Other Unique Museums of Interest:
Donalda and District Museum (Donalda Lamp Museum)
Click the image for more for photos of the Donalda and District Museum
Unlike the Torrington Gopher Hole Museum, this unique museum was not deliberately constructed to highlight or rebrand the town. Instead, it was formed when residents of Donalda, Beth and Don Lawson, donated their collection of almost 900 lamps dating from 1600 to the 1920s to the town. The museum was then founded and eventually expanded to include some Métis and indigenous objects, as well as a range of material objects donated by people from the region. In 2000, the world’s largest replica of an oil lamp was built in Donalda as a millennium project to create a visual feature for the town, celebrating the impressive collection of kerosene lamps that remain the prime attraction inside the museum proper. In this case, the town of Donalda became associated with lamps due to the collecting of two local residents; lamps were never produced in the town itself, though the museum administration now manages several historic buildings, including the 1955 Cooperative Donalda Creamery, which produced award winning butter until 1987.
National Music Centre
Click the image for more photos of the National Music Centre
Studio Bell, which opened in the summer of 2016, is a massive new interpretive centre occupying two blocks in Calgary’s East Village. The historic King Edward Hotel, famous for its blues heritage, has been restored and incorporated into the new building and will continue to be a live performance venue. Studio Bell has five floors of highly innovative and interactive exhibits, a 300-seat performance venue, a restoration lab, broadcast facilities, recording studios and music residencies. Every exhibit offers multiple levels of immersion, from traditional text panels to interactive touch screens to instruments that they can play themselves. Many areas have high-quality earphones to listen to musicians speak, to hear instruments unique sounds, even to listen to entire compositions. Despite massive corporate and government funding, the museum puts the politics of music front and centre with an exhibit on protest music. Originally a private collection of synthesizers, the museum’s collection has grown to include historical and contemporary instruments, as well as costumes and props of many Canadian performers. The museum also houses the Canadian Music Hall of Fame and the Canadian Country Music Hall of Fame, each with temporary exhibits on the current inductees. NMC also publishes Amplify, an "annual report to the community."

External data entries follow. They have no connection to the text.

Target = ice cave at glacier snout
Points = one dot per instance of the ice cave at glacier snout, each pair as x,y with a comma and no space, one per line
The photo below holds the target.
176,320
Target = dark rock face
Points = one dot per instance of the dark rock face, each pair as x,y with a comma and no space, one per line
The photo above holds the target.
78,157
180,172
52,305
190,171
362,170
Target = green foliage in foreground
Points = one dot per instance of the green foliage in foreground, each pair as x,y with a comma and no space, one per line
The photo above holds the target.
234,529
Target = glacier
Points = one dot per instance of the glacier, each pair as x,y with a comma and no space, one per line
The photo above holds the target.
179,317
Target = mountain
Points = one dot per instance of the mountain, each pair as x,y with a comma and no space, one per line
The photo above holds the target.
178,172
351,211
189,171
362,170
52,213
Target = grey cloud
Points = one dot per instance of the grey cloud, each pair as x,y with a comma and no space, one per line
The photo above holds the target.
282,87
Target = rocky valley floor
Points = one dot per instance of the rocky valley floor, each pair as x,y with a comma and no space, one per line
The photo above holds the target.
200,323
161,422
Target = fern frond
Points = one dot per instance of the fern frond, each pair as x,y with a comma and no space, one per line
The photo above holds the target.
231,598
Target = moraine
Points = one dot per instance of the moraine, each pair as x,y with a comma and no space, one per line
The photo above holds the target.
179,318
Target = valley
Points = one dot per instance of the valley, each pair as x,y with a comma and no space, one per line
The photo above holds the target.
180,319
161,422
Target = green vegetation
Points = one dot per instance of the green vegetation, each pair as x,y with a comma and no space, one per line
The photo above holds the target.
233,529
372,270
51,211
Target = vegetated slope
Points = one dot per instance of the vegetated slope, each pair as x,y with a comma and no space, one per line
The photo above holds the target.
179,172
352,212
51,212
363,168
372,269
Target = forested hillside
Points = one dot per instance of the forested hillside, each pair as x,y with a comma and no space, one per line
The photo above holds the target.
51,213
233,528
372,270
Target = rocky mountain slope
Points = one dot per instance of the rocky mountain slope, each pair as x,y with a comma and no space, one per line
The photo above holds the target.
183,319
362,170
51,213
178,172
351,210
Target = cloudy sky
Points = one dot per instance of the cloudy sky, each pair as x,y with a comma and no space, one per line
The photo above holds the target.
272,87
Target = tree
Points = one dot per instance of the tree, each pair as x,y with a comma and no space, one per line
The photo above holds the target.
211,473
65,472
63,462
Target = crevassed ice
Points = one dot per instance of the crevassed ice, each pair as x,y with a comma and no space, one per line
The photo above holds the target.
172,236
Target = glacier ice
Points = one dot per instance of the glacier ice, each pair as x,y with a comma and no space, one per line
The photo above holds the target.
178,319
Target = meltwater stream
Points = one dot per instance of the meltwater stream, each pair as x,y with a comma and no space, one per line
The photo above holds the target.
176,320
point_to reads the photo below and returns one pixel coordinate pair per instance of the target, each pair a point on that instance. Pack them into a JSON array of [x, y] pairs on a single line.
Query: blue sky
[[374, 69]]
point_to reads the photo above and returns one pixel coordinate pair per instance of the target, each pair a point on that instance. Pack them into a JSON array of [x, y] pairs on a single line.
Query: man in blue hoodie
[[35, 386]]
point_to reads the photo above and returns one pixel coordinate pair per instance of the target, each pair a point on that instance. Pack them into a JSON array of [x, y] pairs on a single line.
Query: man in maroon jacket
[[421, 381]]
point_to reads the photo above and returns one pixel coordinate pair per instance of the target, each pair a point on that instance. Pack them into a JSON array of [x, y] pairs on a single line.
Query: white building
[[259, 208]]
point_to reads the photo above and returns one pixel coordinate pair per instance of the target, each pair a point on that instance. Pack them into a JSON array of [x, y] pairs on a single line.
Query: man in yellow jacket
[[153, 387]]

Click the image for more photos of YouthLink Calgary
Based on the theme of “Crime and its Consequences”, YouthLink is a major new interpretive centre using the latest technologies to create an immersive, interactive learning environment. After its downtown facility was affected by flooding in 2013, plans for the new centre were accelerated. With a mix of adult and youth-oriented exhibits, the museum shows not only the history of the Calgary Police service and the science of forensics, it also deals with ongoing crime-related issues such as gangs, drugs, bullying, cybercrime, and domestic abuse. It even provides safe alcoves where individuals can discreetly ask for help. Unfortunately, the museum’s branding is counterintuitive, portraying a children’s learning environment rather than a broad-based interpretive centre for all ages. The new site in Calgary’s northeast also has poor wayfinding, another issue that is slowly being tackled.